Molecular Genetic Methods
Advances in our understanding of the human genome have allowed the development of new and powerful techniques for gene localization. The first commonly employed technique using DNA markers involved detection of restriction fragment length polymorphisms (RFLPs). Restriction enzymes are proteins of bacterial origin that have the enzymatic capacity to cleave double-stranded DNA wherever a particular linear sequence of base pairs is found in the DNA exposed to the enzyme. The sequence of base pairs may be four, six, or even eight pairs in length, but each restriction enzyme (over 100 different restriction enzymes have been isolated) is highly specific for a particular sequence of base pairs and, given the proper incubation conditions, will cut DNA only at the appropriate sequence of base pairs. This sequence is termed the recognition site for the enzyme. If human genomic DNA is cut by one of these restriction enzymes, more than one million fragments of various sizes may result. A restriction enzyme can be used to reveal a polymorphism (DNA variant) if digestion of an individual’s DNA results in fragments that differ in size from those usually obtained in a specific region of DNA. Table 6-1 lists the steps involved in this technique.
A variant of the RFLP polymorphism is known as the variable number of tandem repeat (VNTR) polymorphism. In these VNTR polymorphisms (also known as minisatellites), the variation in length of the DNA fragment comes from differences in the number of a tandemly repeated specific DNA sequence that is found between two adjacent restriction fragment sites. In the example diagrammed at the end of this section, consider that each box, |--|, represents a 200-base-pair repeated DNA sequence that has no recognition site for the restriction enzyme BamHI within the repeated sequence. Thus when the diagrammed sequence is cut with BamHI, one fragment will contain 800 base pairs and the other will contain 1000 base pairs, a difference easily detectable with the RFLP techniques described in Table 6-1.

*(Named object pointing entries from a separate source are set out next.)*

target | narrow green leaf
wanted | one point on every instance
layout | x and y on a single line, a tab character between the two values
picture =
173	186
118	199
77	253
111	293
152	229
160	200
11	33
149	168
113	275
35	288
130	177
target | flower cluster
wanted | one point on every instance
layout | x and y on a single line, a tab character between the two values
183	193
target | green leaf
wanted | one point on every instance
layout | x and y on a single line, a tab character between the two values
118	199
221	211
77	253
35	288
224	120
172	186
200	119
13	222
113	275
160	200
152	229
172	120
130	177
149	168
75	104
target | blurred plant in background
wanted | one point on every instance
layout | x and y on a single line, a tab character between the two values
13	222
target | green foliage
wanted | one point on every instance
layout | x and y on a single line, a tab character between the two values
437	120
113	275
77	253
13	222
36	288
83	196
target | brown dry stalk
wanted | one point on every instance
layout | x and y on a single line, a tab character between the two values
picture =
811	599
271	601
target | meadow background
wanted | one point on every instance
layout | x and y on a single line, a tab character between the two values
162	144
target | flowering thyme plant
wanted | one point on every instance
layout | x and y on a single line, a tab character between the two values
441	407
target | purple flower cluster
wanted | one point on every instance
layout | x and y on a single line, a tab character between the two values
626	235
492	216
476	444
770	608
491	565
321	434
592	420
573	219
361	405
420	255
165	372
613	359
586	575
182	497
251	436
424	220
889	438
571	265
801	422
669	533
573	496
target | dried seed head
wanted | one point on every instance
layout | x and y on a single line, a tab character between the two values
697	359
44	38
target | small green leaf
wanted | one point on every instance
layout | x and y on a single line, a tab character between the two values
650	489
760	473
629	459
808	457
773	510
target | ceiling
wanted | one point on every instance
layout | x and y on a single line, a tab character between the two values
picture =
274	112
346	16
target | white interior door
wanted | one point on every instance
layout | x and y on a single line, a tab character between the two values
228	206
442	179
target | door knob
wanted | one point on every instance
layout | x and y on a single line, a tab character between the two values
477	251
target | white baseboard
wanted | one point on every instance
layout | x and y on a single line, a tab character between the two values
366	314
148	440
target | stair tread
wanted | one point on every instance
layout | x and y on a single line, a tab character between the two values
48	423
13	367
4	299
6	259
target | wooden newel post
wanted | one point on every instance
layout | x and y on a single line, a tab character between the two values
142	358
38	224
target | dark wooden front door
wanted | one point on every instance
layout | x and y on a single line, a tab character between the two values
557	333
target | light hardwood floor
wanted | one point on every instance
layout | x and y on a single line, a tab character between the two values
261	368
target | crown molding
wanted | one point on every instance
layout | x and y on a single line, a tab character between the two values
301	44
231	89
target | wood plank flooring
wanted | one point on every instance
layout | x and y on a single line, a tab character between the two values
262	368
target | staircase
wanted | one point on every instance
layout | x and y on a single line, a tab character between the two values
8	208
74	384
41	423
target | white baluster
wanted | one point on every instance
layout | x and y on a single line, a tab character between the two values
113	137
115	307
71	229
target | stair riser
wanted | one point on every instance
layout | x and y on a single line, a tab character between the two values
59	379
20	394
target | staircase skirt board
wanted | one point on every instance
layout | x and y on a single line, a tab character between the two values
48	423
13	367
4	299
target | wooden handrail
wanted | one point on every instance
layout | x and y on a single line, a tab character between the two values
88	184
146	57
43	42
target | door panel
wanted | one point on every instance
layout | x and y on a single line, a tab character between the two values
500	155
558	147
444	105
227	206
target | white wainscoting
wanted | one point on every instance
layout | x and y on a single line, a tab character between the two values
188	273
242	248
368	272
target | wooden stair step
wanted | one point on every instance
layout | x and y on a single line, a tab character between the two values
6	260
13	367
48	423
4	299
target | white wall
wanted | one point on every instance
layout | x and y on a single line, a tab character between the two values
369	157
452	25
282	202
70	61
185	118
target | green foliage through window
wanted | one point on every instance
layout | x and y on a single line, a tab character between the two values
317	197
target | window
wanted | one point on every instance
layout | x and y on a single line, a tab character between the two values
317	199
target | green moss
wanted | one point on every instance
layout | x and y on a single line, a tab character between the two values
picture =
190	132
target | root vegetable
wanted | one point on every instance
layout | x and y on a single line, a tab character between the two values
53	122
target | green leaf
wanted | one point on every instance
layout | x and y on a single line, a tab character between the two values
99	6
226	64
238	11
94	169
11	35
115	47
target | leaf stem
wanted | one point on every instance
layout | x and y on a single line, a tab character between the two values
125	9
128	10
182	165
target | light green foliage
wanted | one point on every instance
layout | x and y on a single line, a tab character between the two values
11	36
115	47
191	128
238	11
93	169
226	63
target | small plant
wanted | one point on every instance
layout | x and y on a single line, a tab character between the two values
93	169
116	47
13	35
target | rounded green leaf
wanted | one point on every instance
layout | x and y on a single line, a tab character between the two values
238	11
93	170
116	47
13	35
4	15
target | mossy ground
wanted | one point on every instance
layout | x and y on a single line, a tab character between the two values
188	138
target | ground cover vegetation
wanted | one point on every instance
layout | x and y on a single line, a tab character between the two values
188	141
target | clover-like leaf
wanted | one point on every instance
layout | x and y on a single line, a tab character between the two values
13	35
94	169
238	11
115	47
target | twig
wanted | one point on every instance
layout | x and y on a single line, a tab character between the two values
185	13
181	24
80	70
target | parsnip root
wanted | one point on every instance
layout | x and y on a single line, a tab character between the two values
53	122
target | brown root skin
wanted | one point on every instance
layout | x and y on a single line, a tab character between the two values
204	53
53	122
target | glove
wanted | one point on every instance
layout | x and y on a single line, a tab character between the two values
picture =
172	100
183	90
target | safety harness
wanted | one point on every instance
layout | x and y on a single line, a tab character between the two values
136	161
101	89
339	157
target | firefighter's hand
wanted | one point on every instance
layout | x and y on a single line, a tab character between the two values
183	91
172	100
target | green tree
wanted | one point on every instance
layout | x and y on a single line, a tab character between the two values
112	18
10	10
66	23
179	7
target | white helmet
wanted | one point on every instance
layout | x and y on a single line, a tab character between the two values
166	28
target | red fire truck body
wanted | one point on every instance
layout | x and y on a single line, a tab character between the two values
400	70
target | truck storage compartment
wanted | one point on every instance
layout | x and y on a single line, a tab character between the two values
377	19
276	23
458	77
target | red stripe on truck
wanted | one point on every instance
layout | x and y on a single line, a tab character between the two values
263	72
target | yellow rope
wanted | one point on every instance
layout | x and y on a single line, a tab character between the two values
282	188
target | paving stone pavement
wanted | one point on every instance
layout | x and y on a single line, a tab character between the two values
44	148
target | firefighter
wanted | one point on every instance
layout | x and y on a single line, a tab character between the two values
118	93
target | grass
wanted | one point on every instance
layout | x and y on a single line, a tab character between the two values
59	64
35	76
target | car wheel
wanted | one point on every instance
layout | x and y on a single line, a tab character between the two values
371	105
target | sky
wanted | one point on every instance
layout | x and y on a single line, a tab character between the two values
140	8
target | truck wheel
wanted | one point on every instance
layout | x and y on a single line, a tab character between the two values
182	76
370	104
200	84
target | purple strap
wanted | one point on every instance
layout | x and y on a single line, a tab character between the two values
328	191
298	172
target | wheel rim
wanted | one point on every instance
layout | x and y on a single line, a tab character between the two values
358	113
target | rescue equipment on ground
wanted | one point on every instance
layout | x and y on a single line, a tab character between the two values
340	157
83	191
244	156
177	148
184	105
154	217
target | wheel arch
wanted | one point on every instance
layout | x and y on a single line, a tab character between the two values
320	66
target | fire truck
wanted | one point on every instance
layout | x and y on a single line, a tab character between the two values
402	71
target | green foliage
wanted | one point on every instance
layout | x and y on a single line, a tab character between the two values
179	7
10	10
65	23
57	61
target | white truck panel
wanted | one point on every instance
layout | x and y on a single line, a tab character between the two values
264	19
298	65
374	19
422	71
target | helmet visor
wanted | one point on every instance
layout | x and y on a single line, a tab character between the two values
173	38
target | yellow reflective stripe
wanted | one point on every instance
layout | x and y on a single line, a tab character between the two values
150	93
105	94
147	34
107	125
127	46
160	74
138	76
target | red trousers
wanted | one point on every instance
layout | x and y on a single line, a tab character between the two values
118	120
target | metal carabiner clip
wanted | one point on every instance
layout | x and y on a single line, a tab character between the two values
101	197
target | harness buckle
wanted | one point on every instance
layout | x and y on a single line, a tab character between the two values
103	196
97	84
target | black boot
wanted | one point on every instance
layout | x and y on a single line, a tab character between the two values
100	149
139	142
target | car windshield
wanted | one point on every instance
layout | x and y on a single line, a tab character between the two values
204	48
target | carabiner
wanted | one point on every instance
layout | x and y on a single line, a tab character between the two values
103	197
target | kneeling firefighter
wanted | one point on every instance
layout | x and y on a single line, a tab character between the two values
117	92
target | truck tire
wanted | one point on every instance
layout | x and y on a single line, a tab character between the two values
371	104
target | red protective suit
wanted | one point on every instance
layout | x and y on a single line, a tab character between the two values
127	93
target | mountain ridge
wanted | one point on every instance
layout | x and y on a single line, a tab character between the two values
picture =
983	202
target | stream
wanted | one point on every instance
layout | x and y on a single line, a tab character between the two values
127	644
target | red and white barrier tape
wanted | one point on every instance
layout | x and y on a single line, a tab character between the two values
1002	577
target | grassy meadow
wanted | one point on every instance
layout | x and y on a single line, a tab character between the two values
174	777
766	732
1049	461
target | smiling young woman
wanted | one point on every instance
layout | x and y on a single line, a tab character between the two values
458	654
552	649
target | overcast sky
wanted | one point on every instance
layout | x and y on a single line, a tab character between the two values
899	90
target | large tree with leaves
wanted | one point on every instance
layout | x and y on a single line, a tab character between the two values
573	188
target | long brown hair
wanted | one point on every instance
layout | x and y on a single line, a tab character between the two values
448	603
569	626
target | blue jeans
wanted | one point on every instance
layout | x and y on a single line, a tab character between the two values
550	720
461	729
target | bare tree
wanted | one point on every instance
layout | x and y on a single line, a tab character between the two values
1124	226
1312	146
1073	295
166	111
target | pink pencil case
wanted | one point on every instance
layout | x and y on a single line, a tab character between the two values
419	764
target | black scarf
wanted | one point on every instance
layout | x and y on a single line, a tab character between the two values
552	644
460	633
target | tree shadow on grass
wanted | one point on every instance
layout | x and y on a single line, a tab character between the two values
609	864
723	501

Unfortunately, VNTRs have a tendency in the human genome to cluster at the ends of chromosomes, and sets of VNTR markers have been difficult to find in the middle of chromosomes. This difficulty in finding evenly spaced VNTR markers throughout the human genome has spurred the development of simple sequence repeat (SSR) markers, also known as microsatellites.
SSR markers represent a group of polymorphisms that resemble the VNTR markers in that the polymorphism is based on a variable number of a tandemly repeated sequence. However, in the case of SSR markers, the tandemly repeated sequence is not unique and usually consists of two to five nucleotides. The repeated sequence is often--(CA)n--,--(AG)n--, or--(AAAT)n--, although other SSR sequences have been described. The region containing the SSR is amplified by using a thermostable DNA polymerase in a polymerase chain reaction (PCR).